Through the survey we learned that businesses in the first two years, predominantly emphasized creating awareness for the SDGs. From a reporting perspective, companies made public commitments and highlighted priority SDGs, but beyond that, there was a wide variation, in data-driven public disclosures. Only a small group of businesses considered the SDG global indicator framework when it came to measuring their own progress; this tendency aligning with private sector global trends. However five years later, we find that private sector organizations are collaborating with their stakeholders to identify metrics that consider busines priorities, strengths, and the SDG global indicator framework.
Findings from the Survey:
- 100% of the respondents ranged from being ‘very familiar’ to ‘extremely familiar’ with the SDGs. No one was ‘unfamiliar’ or not at all ‘familiar’. The SDGs were successfully communicated and principally embraced by businesses.
- The SDGs are positioned as an opportunity to innovate and create resilient business models. This theme was highlighted during the Uniting Business Live hosted by the United Nations Global Compact. Nevertheless, in the survey, 0% of respondents agreed with this sentiment; claiming their businesses did not see the SDGs as an opportunity for innovation.

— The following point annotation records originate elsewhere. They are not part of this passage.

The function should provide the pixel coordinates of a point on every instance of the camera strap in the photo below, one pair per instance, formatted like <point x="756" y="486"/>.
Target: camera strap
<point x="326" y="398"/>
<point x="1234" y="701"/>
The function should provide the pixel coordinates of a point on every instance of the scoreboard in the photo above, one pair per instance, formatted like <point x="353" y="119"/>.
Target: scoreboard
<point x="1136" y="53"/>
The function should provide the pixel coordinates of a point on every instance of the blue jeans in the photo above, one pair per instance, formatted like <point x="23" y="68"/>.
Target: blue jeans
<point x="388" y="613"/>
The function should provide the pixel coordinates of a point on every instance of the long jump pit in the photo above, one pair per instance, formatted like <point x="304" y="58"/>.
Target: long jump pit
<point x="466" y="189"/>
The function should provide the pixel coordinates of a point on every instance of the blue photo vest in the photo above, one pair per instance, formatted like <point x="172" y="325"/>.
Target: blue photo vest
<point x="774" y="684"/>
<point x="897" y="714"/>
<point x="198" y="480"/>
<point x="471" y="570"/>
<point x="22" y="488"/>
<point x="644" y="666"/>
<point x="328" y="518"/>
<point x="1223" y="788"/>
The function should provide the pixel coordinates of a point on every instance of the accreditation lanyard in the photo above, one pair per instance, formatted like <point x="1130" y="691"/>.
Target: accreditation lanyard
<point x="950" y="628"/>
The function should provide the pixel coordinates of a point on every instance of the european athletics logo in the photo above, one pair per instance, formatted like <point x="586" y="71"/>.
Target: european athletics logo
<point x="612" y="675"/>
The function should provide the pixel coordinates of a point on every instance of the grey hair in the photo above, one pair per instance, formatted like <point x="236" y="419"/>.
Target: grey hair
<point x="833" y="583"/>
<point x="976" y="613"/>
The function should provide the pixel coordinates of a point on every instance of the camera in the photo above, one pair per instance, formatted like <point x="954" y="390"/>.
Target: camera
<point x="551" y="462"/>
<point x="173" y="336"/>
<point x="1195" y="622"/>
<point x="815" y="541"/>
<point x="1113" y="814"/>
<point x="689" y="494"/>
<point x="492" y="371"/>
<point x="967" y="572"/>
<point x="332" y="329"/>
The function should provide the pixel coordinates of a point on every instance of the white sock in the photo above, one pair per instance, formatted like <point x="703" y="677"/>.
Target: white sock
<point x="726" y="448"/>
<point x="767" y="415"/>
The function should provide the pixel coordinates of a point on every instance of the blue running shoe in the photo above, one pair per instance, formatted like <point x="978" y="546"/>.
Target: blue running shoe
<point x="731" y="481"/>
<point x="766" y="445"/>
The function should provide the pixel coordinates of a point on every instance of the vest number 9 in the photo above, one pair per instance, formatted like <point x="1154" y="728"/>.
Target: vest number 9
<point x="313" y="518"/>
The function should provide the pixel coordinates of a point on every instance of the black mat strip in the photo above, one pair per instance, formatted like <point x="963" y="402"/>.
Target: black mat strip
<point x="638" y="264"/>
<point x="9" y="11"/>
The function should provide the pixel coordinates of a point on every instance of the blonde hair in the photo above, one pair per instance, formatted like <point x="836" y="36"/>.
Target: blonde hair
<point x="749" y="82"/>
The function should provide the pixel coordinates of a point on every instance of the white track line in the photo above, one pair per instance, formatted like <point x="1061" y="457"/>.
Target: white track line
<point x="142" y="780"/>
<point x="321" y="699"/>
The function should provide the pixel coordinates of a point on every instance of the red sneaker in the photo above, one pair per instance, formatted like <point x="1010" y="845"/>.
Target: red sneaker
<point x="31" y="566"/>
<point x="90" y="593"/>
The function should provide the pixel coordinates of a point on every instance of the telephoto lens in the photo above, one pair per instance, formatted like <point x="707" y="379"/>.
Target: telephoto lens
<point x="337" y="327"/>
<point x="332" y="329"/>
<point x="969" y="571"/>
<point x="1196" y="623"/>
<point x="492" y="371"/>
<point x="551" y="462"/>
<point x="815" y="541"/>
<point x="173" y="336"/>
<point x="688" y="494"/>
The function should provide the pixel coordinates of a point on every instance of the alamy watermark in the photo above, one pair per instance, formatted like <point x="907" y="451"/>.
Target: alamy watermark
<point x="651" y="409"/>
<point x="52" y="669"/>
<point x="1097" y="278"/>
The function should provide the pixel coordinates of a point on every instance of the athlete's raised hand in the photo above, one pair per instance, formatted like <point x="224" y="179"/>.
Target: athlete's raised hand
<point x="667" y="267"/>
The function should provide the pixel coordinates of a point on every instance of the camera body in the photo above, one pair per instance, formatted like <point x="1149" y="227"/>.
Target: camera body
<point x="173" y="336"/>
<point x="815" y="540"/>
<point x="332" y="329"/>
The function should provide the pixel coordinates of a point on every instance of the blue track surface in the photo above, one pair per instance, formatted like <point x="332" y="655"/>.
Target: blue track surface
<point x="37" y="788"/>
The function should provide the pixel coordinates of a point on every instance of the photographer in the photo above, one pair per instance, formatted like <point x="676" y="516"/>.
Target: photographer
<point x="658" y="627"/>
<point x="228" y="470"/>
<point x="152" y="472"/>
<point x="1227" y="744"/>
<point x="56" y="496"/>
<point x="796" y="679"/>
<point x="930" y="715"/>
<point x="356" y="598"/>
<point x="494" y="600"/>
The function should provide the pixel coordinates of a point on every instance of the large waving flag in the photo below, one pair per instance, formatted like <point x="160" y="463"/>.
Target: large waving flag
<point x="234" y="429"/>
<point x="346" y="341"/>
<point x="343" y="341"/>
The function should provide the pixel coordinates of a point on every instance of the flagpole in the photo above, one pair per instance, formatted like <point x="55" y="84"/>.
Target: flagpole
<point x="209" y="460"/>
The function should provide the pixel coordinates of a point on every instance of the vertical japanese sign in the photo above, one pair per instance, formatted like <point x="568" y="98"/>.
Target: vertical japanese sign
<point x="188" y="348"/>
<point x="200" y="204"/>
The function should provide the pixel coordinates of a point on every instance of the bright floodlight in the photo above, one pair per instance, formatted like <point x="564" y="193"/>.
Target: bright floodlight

- 77% of the respondents viewed the SDGs as a framework to improve or develop their sustainability strategies.
- 65% of the respondents are evaluating the SDG targets and global indicator framework when creating their own metrics.
- Favoured SDGs for respondents in order were SDG 4 on Quality Education, SDG 5 on Gender Equality, SDG 3 on Good Health and Wellbeing and SDG 13 on Climate Action.
- 90% were open to government level collaboration on reporting.
- If local level governments establish a formalized approach for civil society and the private sector to input data, the likelihood is that businesses will participate in such a scheme.
- The adoption of technologies capable of collating and analyzing data on the SDGs can support country-level reporting. These technologies can enable alternate data sources; provide a more accurate picture of progress and challenges, and ultimately improve the quality of information available through the annual Voluntary National Review (VNR) process.
- Support businesses that have prioritized certain SDGs and now require associated data points. These data points will need to align with organizational priorities and the SDG global indicator framework. In many cases organizations are not considering the global framework when identifying KPIs, which results in an inability to contribute to country and international level assessments on progress for the SDGs. Most of the respondents expressed that the most difficult challenge is the lack of automation in their sustainability and SDG implementation plans. This once again presents an opportunity for technology solutions that could streamline such processes.
- On a country or regional level, there could be consideration given to the creation of data points for popular SDGs, which all businesses could then report. These data points should be created in consensus and be aligned with the SDG global indicator framework.
Ultimately through strategic private public sector partnerships we could gain a more accurate picture on progress while elevating the state of private sector reporting on the SDGs. Technology and an openness to enhanced accountability will be integral to actualizing this. We are excited to join the UN World Data Forum and explore these phenomena further.